Take note on how the add-a-circuit is plugged in, remove it, then install so the blades are reversed.
That is likely your issue, or you didn't add the fuses to the add-a-circuit.


----------



## Blasirl (Mar 31, 2015)

how to place the fuses in an add a fuse - Google Search


----------



## Thebigzeus (Dec 2, 2018)

A couple of things. If you jump 12v to the remote wire input in the amp, does it power up?
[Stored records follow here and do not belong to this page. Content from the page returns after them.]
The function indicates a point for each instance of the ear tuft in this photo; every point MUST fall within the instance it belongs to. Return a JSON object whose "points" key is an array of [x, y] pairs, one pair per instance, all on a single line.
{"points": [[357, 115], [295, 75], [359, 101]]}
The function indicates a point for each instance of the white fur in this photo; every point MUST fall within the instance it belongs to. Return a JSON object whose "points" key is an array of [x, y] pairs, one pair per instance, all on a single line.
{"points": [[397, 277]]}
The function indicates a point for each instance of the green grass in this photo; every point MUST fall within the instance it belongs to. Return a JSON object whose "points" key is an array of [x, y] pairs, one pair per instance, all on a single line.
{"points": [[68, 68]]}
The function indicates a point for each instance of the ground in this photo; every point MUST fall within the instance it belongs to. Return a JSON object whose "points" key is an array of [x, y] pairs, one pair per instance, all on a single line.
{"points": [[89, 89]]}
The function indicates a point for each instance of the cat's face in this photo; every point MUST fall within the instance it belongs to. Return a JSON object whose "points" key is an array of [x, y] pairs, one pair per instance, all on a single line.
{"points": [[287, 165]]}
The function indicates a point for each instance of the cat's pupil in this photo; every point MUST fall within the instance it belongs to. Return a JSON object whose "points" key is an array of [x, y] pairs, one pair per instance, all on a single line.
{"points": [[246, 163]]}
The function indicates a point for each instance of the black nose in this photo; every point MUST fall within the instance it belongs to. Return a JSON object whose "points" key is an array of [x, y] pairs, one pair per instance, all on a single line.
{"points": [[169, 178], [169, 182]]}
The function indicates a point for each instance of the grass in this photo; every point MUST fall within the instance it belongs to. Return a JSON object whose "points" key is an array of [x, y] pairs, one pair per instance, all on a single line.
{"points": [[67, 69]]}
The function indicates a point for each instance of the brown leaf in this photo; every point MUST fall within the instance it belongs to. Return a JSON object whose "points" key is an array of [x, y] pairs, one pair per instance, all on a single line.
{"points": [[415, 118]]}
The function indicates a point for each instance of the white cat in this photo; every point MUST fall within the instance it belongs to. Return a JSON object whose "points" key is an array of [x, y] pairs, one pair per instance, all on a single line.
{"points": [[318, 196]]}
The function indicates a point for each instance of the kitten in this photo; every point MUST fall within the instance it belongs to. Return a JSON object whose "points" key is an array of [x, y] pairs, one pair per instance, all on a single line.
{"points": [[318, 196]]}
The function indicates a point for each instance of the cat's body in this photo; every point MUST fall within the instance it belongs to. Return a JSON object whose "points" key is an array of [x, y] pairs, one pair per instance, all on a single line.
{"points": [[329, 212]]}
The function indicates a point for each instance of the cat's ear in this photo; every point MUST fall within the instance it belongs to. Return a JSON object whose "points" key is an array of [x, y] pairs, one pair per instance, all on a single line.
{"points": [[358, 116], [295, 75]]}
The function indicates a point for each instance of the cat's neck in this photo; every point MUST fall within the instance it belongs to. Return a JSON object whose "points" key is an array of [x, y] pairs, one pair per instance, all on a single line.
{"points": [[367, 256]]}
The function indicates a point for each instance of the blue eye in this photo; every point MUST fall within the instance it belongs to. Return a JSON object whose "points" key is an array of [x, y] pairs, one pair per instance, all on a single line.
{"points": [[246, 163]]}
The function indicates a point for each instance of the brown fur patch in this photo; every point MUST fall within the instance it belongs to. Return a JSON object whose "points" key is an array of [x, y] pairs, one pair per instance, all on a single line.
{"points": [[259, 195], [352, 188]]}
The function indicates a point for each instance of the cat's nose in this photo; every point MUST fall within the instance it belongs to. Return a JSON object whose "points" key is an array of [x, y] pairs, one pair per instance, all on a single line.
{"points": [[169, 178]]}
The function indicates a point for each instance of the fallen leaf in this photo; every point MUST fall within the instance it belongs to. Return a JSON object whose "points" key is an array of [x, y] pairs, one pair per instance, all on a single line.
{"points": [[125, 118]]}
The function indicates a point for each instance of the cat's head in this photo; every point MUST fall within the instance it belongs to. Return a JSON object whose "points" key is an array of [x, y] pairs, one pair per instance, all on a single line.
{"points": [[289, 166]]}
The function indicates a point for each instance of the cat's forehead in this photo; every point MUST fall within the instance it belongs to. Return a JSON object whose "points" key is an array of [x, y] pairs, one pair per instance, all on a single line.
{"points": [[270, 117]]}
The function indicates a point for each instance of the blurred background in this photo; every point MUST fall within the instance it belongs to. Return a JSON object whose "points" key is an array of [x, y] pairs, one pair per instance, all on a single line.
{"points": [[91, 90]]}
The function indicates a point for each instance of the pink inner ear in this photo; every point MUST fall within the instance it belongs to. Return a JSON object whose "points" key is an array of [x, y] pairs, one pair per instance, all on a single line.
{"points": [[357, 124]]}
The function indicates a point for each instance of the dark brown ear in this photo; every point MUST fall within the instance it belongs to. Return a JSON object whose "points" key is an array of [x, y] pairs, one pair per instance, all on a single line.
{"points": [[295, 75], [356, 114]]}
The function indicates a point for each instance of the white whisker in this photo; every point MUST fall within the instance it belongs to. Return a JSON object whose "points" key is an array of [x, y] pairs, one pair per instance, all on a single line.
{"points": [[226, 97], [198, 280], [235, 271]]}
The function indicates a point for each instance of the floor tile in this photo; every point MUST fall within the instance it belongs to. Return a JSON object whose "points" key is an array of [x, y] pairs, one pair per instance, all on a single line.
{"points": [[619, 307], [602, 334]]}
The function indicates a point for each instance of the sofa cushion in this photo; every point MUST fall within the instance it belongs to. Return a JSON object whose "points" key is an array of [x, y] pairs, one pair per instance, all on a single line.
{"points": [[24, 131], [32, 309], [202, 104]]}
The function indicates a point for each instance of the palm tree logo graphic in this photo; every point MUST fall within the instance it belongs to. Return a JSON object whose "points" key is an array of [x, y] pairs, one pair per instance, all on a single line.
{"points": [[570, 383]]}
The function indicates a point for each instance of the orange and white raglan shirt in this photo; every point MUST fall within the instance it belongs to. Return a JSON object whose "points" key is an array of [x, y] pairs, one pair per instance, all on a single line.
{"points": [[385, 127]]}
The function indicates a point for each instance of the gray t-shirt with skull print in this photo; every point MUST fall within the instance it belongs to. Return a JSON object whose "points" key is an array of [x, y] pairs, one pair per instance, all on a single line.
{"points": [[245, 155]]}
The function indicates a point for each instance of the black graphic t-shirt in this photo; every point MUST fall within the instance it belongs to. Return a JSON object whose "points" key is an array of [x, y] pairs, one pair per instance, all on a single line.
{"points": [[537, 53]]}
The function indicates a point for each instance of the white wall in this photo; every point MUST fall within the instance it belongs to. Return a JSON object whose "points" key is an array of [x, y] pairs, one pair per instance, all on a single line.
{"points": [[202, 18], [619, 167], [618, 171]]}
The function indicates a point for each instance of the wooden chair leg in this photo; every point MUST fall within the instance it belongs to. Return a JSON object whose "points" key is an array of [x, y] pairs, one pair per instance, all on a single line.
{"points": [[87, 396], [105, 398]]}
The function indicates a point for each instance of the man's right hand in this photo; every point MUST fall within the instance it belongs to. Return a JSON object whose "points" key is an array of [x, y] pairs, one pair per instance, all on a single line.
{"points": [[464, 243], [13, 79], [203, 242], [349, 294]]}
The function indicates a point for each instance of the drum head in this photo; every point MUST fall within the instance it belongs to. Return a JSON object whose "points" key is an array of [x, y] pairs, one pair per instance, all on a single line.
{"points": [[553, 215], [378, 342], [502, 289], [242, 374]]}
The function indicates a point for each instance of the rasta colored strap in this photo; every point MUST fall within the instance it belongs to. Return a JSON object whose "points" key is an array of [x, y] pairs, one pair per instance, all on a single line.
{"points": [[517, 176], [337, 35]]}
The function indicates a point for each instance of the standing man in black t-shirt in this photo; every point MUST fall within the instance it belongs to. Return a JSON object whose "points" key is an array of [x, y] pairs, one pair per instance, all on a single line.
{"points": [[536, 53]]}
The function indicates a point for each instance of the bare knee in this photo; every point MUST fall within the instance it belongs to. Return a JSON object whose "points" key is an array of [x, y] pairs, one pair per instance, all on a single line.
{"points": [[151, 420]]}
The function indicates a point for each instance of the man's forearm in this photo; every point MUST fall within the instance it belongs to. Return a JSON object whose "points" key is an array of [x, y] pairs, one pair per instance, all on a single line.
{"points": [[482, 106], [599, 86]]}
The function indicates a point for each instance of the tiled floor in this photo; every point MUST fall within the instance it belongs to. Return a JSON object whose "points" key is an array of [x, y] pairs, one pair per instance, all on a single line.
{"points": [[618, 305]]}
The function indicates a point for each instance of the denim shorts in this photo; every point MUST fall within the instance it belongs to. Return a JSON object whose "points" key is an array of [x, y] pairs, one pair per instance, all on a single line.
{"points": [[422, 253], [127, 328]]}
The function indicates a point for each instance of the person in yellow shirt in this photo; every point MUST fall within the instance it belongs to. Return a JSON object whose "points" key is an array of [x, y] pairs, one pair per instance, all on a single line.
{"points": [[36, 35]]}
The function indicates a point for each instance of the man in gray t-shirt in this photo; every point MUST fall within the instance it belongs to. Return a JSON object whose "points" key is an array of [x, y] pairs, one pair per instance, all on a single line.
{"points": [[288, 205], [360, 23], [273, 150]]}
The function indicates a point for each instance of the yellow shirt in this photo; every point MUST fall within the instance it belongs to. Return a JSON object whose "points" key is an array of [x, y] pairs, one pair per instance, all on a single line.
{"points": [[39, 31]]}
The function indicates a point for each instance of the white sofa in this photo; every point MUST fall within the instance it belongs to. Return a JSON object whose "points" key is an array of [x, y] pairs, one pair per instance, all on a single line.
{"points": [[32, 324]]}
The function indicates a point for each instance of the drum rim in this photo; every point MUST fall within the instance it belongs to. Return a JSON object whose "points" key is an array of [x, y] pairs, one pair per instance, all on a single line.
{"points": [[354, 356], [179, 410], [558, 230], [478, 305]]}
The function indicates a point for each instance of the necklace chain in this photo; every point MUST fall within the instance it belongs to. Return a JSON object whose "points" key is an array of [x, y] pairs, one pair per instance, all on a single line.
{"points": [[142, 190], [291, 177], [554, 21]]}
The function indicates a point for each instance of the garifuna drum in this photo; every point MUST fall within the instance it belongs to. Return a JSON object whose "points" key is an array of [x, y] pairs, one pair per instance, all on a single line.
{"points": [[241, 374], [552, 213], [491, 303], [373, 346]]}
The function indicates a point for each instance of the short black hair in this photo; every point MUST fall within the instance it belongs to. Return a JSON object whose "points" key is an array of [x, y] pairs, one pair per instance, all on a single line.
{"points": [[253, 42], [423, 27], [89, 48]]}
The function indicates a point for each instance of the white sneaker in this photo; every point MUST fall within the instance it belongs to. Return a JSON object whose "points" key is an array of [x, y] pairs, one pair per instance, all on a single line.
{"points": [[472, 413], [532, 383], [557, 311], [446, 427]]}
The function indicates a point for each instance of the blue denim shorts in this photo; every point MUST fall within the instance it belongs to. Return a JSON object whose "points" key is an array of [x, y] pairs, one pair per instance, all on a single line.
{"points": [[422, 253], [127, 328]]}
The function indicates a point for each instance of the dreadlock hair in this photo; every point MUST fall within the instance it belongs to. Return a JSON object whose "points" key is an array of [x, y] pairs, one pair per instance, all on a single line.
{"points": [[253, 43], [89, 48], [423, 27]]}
doea a voltmeter show both the positive and negative wires at the amp have power?


----------



## Adamkillafonz (Jul 4, 2021)

Thanks for the replies, I got the issue resolved. I had the add a circuit in backwards and had a 20 amp fuse in the wrong slot. Switched to a 10 amp in the other slot and flipped it over and works perfectly now. Another question...
Someone mentioned that I should add a power supply or a capacitor to power the subs so I don't burn out my alternator. I have 2 12" kenwoods with a 1200 watt walmart amp. Is additional power necessary? If I don't add something to take the load off my battery will it really wear my alternator out faster? Thanks again for the help!


----------



## Mister Bogus (Jul 8, 2021)

Adamkillafonz said:


> Thanks for the replies, I got the issue resolved. I had the add a circuit in backwards and had a 20 amp fuse in the wrong slot. Switched to a 10 amp in the other slot and flipped it over and works perfectly now. Another question...
> Someone mentioned that I should add a power supply or a capacitor to power the subs so I don't burn out my alternator. I have 2 12" kenwoods with a 1200 watt walmart amp. Is additional power necessary? If I don't add something to take the load off my battery will it really wear my alternator out faster? Thanks again for the help!


Hey Adam!

A capacitor really helps maintain sound integrity and prevent under-voltage during heavy sound loads. It also helps reduce strain on the charging system and prevent light dimming. I would recommend using one.

Bogus


----------



## Johnny B (Jun 4, 2019)

Adamkillafonz said:


> I had the add a circuit in backwards


I called it  

Thanks for getting back us


----------